Graph made from disjoint union of complete graphs

A cluster graph with clusters (complete subgraphs) of sizes 1, 2, 3, 4, 4, 5, and 6

In graph theory, a branch of mathematics, a cluster graph is a graph formed from the disjoint union of complete graphs.
Equivalently, a graph is a cluster graph if and only if it has no three-vertex induced path; for this reason, the cluster graphs are also called P_{3}-free graphs. They are the complement graphs of the complete multipartite graphs and the 2-leaf powers. The cluster graphs are transitively closed, and every transitively closed undirected graph is a cluster graph.

The cluster graphs are the graphs for which the relation "being equal or adjacent" is an equivalence relation, and their connected components are the equivalence classes for this relation.

==Related graph classes==
Every cluster graph is a block graph, a cograph, and a claw-free graph.

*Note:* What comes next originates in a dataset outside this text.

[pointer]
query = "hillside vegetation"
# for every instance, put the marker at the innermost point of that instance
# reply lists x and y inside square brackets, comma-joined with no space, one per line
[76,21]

Every maximal independent set in a cluster graph chooses a single vertex from each cluster, so the size of such a set always equals the number of clusters; because all maximal independent sets have the same size, cluster graphs are well-covered.
The Turán graphs are complement graphs of cluster graphs, with all complete subgraphs of equal or nearly-equal size. The locally clustered graph (graphs in which every neighborhood is a cluster graph) are the diamond-free graphs, another family of graphs that contains the cluster graphs.

When a cluster graph is formed from cliques that are all the same size, the overall graph is a homogeneous graph, meaning that every isomorphism between two of its induced subgraphs can be extended to an automorphism of the whole graph. With only two exceptions, the cluster graphs and their complements are the only finite homogeneous graphs, and infinite cluster graphs also form one of only a small number of different types of countably infinite homogeneous graphs.

==Computational problems==
A subcoloring of a graph is a partition of its vertices into induced cluster graphs. Thus, the cluster graphs are exactly the graphs of subchromatic number 1.

The computational problem of finding a small set of edges to add or remove from a graph to transform it into a cluster graph is called cluster editing. It is NP-complete but fixed-parameter tractable.

Given a complete graph with edge costs (positive and negative) the clique partitioning problem asks for a subgraph that is a cluster graph such that the sum of the costs of the edges of the cluster graph is minimal.
This problem is closely related to the correlation clustering problem.